Obama has billions of reasons to keep us in a state of crisis. Every time through the end of February that Obama opened his mouth, the stock market went down: Accidental? One equities manager, Peter Kenny, explained an afternoon decline on Feb. 25: "As we came close to the bell we got the curveball: our president came on TV."
Some evangelicals are responding to Obamania by heading to the hills: Y2K hysteria in 1999 was a false alarm but this new administration is a four-alarm fire. Maybe, but if you're tempted that way, read one of the Bible's great history chapters, Hebrews 11, and then its conclusion in chapter 12: "Therefore, since we are surrounded by so great a cloud of witnesses, let us also lay aside every weight, and sin which clings so closely, and let us run with endurance the race that is set before us, looking to Jesus. . . . Consider Him who endured from sinners such hostility against Himself, so that you may not grow weary or fainthearted."

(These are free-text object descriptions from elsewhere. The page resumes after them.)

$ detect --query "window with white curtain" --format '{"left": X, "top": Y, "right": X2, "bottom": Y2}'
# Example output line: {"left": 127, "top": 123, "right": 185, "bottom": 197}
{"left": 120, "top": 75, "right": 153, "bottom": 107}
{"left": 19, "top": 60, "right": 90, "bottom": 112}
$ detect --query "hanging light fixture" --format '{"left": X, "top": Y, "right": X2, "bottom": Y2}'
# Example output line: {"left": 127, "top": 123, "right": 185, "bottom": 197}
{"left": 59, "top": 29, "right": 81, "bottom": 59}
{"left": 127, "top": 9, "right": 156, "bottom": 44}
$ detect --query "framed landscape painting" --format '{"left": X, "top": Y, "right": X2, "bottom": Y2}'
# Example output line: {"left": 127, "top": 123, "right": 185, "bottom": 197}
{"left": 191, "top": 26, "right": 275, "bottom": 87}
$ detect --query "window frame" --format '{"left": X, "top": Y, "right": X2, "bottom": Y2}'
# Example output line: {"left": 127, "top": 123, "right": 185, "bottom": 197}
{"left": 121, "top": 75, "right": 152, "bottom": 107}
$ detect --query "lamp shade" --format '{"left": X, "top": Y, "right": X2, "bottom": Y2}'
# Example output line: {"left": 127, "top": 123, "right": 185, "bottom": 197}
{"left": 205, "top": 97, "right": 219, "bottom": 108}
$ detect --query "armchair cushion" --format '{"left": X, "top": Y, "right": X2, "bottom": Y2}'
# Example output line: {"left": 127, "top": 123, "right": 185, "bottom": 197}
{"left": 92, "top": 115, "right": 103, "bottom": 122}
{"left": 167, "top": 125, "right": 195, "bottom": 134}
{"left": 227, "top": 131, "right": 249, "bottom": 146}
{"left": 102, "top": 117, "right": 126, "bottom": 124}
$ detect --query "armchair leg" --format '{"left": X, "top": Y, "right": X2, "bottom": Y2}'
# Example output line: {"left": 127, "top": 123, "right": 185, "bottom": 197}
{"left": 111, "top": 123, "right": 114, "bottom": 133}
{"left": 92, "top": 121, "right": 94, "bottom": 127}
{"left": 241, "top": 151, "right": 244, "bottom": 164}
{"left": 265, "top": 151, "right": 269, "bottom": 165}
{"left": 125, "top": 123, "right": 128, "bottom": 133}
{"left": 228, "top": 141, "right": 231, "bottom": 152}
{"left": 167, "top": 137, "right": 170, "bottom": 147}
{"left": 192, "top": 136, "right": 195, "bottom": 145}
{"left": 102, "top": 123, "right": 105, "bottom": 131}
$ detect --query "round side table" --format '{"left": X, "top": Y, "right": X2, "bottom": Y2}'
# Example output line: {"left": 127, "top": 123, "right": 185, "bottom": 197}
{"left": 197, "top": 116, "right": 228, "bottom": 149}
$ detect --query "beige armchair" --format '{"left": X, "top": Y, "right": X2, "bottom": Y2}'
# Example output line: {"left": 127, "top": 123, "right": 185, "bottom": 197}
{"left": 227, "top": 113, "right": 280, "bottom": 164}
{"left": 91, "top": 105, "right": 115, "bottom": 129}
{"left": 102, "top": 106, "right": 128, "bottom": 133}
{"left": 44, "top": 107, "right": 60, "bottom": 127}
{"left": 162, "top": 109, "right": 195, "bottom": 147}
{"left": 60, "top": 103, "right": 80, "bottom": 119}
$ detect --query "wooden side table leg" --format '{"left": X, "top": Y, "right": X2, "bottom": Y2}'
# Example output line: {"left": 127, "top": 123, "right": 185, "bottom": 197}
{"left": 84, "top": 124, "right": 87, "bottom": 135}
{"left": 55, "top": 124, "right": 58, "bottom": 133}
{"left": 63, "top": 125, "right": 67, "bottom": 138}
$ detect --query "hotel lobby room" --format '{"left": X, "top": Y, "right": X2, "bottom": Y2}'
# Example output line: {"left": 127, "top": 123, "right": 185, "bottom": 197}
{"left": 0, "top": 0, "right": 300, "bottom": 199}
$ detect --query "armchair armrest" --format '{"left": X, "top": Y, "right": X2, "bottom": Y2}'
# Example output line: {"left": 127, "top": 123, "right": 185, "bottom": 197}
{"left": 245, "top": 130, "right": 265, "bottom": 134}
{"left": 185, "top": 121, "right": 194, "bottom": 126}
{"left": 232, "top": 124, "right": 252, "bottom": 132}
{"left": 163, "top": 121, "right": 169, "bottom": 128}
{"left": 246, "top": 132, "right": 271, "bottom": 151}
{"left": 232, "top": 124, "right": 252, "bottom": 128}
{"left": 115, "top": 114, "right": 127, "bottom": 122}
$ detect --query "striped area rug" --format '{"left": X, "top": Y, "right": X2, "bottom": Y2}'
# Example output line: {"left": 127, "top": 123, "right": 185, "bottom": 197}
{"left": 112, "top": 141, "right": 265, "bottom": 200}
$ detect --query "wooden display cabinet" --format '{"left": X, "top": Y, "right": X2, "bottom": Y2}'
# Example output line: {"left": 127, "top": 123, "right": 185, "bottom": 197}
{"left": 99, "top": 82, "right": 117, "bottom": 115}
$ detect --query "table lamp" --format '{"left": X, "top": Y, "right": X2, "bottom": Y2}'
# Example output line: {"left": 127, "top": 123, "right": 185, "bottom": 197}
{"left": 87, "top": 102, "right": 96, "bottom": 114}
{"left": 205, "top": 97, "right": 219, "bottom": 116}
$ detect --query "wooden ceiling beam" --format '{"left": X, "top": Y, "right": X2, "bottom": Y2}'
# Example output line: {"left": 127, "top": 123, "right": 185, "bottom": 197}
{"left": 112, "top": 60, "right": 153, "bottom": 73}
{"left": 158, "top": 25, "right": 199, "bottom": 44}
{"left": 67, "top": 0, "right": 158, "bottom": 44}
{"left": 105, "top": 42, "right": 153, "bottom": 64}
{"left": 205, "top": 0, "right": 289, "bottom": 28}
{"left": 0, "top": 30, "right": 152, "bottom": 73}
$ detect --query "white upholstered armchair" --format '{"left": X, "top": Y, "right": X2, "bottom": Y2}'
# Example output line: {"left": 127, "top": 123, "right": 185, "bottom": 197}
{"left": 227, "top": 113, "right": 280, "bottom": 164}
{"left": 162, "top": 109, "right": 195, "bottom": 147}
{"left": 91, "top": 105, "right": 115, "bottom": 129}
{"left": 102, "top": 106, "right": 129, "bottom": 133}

Is our present situation painful? Hebrews 12 continues, "Do not regard lightly the discipline of the Lord, nor be weary when reproved by Him. For the Lord disciplines the one He loves, and chastises every son whom He receives. . . . For the moment all discipline seems painful rather than pleasant, but later it yields the peaceful fruit of righteousness to those who have been trained by it."